Ameliyat ve tedavi sürecinin ardından kanseri yenen Çiğdem Telli, “Kızımla oyun oynarken, kolunun yanlışlıkla göğsüme çarpması ile bir acı hissettim. Daha sonra göğsümdeki kitleyi fark ettim. Kızım, benim kurtarıcım oldu. Onun sayesinde erken teşhis koyarak tümörü fark ettik. Hastaneye başvurduğumda doktorlar tümörün kanser olduğunu söylediler. Sürecim böyle başladı. 16 kürlük bir kemoterapi gördüm ve akıllı ilaçlarım da başladı. Bu süreç benim için oldukça zordu. Hastalığı kabul etme aşaması en önemli adımlardan biriydi.”
“Hastalığı kabul etmek benim için zor oldu ama ailem, eşim ve kızım bu süreçte bana en büyük desteği verdiler. Onların yardımıyla kabul etme sürecini atlatmayı başardım. Bu dönemde yaşadığım en zorlu şeyler arasında ruh sağlığım ve fiziksel değişimlerim vardı. Saçlarımı kaybetmek, bu süreçte yaşadığım en üzücü durumdu. Ancak erken tanı sayesinde bir yıl içinde meme kanserini yendim. Şimdi daha sağlıklı ve bilinçliyim.”

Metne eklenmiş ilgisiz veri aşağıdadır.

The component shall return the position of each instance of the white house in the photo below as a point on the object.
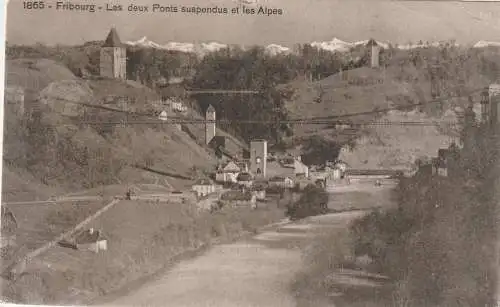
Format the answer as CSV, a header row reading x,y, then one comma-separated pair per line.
x,y
245,179
283,182
228,173
300,169
239,198
163,116
204,187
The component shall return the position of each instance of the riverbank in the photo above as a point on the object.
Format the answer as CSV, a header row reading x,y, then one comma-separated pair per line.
x,y
252,271
155,236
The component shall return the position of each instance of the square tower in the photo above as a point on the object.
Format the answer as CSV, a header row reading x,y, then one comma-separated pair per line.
x,y
258,157
494,95
113,57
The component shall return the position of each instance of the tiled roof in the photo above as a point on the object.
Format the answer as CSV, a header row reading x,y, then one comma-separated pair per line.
x,y
113,40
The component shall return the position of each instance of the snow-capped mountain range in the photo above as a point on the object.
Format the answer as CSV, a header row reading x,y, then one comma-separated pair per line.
x,y
335,45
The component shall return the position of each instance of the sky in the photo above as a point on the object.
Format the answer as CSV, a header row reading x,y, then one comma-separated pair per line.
x,y
302,21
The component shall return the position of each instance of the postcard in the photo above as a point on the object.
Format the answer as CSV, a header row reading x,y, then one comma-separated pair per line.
x,y
251,153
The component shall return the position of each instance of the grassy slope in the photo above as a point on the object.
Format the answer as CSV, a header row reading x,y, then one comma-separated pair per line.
x,y
68,276
165,149
365,90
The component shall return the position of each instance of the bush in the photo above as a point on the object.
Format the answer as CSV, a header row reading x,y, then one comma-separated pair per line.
x,y
313,201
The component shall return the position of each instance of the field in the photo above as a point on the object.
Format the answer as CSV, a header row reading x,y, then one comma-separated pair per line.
x,y
142,237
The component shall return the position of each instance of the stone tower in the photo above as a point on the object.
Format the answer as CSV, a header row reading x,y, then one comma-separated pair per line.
x,y
258,157
374,53
494,102
209,124
113,59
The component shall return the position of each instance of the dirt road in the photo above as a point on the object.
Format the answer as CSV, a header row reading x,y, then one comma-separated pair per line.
x,y
253,272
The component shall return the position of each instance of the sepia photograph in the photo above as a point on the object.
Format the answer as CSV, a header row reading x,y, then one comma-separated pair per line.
x,y
251,153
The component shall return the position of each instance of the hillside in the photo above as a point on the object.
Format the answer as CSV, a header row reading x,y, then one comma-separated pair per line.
x,y
72,156
404,80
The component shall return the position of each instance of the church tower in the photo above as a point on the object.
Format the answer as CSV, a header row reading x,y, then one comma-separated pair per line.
x,y
374,53
258,158
113,59
209,124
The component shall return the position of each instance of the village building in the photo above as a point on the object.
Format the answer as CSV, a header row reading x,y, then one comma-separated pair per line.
x,y
300,169
245,179
228,172
243,165
203,187
374,53
163,116
210,129
281,182
87,240
239,198
258,158
9,227
14,96
113,57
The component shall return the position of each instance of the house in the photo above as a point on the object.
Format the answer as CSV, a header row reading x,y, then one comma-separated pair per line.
x,y
245,179
239,198
228,173
14,95
204,187
113,57
9,227
259,188
178,106
90,240
243,165
283,182
300,169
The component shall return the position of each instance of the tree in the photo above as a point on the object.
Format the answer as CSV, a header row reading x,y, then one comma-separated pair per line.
x,y
314,201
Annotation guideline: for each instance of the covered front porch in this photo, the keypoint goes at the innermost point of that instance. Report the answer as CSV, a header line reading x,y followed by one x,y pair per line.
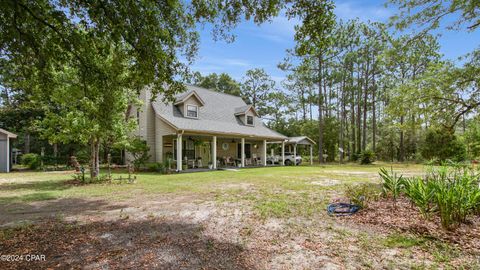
x,y
190,151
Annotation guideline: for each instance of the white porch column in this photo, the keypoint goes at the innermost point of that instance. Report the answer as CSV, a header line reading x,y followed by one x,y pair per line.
x,y
295,155
179,152
311,154
264,157
243,152
214,152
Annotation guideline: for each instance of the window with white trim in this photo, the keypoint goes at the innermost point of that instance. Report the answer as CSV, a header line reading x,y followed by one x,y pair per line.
x,y
192,111
249,120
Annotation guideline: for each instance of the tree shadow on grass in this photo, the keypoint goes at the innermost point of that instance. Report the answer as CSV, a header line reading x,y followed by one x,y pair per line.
x,y
124,244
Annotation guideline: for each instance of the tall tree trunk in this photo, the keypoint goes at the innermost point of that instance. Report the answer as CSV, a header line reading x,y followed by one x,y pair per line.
x,y
365,103
352,112
359,113
320,111
26,141
401,154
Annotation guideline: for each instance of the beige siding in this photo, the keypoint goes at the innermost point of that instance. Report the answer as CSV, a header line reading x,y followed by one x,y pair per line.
x,y
145,117
190,101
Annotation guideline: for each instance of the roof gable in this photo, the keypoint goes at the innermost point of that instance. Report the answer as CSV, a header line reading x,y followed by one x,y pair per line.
x,y
245,109
186,96
9,134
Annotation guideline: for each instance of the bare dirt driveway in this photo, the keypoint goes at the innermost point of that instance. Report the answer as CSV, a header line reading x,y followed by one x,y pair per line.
x,y
265,218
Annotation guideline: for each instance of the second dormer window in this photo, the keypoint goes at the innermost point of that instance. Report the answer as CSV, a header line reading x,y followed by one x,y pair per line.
x,y
192,111
249,120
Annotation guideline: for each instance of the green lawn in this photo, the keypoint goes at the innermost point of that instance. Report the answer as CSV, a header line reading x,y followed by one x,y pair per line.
x,y
34,186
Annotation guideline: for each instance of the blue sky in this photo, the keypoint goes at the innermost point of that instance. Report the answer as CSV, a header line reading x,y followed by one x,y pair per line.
x,y
264,46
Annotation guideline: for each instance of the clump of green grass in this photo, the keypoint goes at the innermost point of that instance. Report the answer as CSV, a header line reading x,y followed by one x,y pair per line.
x,y
281,205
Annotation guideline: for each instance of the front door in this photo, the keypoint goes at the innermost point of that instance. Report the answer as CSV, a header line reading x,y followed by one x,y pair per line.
x,y
248,150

“Spor ve Sağlıklı Beslenme Önemli”
Kemoterapi ve akıllı ilaçlar sonucunda kitlenin küçüldüğünü ve ardından ameliyat olduğunu belirten Telli, “Ameliyat sonrası ışın tedavisi aldım. Işın tedavisi, kanserli tüm hücrelerin yok edilmesinde önemli bir aşama sağladı. Sürecim böylece tamamlandı. Erken tanı ve spor yapmak kesinlikle önemli. Herkese sağlıklı beslenmelerini ve hazır paket gıdalardan kaçınmalarını öneriyorum. Kanser sürecinde moral ve motivasyon yüksekse, atlatmamak için hiçbir neden yok. Bu sayede kanseri daha çabuk atlattım. Benim durumumdaki insanlara önerim, içlerine kapanmamalarıdır. Kanser, tedavi edilemeyen bir hastalık değildir. Kanser olacağımı asla düşünmezdim. Şu anda neredeyse herkes bir kanser hastası ve kabul etme süreci çok önemlidir. Kızım sayesinde kitleyi erken fark ettim ama kadınlar, işi şansa bırakmamalı, ayda bir kendilerini muayene etmelidir. Yılda bir kez de mamografi yaptırabilirler. Unutmayın, kanser güçlü değil, güçlü olan bizleriz. Erken teşhis çok önemlidir ve en büyük örneğini kendimde görüyorum. Kanser bir mücadele örneği ve kadınlar için bunu yenmek büyük bir başarıdır.”